I deeply hope that the consecrated life will develop in your Dioceses so as to contribute to building up the local Church in charity in accordance with the charism proper to each institute. Accept it as a gift of God "a precious and necessary gift for the present and future of the People of God, since it is an intimate part of her life, her holiness and her mission" (Apostolic Exhortation Vita consecrata, n. 3)! By your support, you will encourage the different institutes to give all their members a sound formation, which will enable them to respond to the spiritual and human needs of their vocation.

6. Among the urgent needs for the Catholic Church at the beginning of the new millennium, is the quest for Christian unity. Of course, a lot of ground must still be covered. We should not be discouraged but confidently develop increasingly calm and fraternal relations with the members of other Churches and ecclesial communities. Likewise, encounters with the believers of Islam and of the Traditional African Religion, in a spirit of openness and dialogue, are very important. I therefore encourage you to preserve friendly relations with the religious communities that make up society, to guarantee the conditions for a harmonious existence in mutual respect to all the Gabonese.
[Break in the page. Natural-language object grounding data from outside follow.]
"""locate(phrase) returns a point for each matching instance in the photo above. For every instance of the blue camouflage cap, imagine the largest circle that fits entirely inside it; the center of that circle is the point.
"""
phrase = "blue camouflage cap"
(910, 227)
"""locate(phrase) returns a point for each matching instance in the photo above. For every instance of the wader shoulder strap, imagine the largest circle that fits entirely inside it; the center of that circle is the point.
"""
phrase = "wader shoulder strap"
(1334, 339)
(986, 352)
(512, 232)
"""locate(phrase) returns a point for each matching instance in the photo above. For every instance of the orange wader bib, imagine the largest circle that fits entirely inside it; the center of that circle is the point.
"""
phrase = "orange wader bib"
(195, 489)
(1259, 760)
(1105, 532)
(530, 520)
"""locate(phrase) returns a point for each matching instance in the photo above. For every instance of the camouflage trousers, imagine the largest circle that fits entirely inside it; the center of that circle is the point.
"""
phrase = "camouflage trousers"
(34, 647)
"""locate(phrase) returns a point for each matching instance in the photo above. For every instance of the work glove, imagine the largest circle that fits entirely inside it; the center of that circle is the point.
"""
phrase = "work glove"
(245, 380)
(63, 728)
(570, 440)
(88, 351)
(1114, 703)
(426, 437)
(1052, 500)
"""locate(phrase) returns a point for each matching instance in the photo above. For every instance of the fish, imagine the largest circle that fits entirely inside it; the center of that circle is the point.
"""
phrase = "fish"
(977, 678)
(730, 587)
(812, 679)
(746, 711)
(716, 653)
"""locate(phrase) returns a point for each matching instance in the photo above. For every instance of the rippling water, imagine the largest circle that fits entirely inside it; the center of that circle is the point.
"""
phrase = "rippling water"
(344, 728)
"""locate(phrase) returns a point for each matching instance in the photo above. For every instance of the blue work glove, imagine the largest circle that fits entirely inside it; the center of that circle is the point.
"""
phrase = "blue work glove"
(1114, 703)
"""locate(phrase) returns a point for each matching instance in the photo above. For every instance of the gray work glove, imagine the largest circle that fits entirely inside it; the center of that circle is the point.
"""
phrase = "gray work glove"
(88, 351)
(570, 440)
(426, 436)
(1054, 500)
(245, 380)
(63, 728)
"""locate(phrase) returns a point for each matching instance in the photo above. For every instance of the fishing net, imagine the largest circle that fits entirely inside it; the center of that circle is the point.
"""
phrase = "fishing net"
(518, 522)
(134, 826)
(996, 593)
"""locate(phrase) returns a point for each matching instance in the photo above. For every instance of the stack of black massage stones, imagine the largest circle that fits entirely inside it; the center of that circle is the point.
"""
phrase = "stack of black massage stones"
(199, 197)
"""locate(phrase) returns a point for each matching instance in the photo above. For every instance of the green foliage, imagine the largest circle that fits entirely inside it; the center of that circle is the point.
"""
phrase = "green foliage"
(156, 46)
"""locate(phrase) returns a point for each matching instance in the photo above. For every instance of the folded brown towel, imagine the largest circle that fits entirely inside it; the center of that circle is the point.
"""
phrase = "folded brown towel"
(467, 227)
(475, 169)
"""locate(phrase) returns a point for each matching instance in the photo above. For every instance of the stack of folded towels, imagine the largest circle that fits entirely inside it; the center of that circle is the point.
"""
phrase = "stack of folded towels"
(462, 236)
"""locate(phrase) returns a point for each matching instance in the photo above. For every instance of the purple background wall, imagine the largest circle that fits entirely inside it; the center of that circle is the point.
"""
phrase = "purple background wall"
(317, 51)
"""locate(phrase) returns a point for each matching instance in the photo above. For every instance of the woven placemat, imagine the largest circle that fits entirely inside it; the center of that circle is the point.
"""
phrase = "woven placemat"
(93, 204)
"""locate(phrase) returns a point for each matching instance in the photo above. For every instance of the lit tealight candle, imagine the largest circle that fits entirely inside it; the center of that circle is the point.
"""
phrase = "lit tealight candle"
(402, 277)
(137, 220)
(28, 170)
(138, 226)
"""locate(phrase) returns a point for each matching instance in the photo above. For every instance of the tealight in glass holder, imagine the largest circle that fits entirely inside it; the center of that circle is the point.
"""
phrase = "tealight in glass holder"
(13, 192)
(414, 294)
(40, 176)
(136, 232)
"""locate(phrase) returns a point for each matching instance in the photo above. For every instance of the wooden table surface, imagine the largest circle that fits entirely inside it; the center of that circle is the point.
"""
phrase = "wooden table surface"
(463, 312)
However, as I wrote in the Apostolic Letter Novo Millennio ineunte, "dialogue cannot be based on religious indifferentism, and we Christians are in duty bound, while engaging in dialogue, to bear clear witness to the hope that is within us" (n. 56).

7. Dear Brothers in the Episcopate, with these sentiments, at the end of our meeting, I ask you to continue with courage and daring to announce joyfully the gift that the Lord is offering to all men and women. "God so loved the world that he gave his only Son" (Jn 3,16). The mission's priority task is to proclaim to everyone that it is in Christ that people find salvation. Strengthened by his active presence, the Church cannot shirk the urgent need of the missionary mandate which sends her to all nations and all peoples. May the experience of the Jubilee Year that we have just celebrated give you fresh enthusiasm to go ahead with hope!

I entrust all your Dioceses to the motherly intercession of the Virgin Mary, Queen of Africa, and I wholeheartedly impart to you an affectionate Apostolic Blessing, which I willingly extend to your priests, to the men and women religious, to the catechists and to all the lay faithful of Gabon.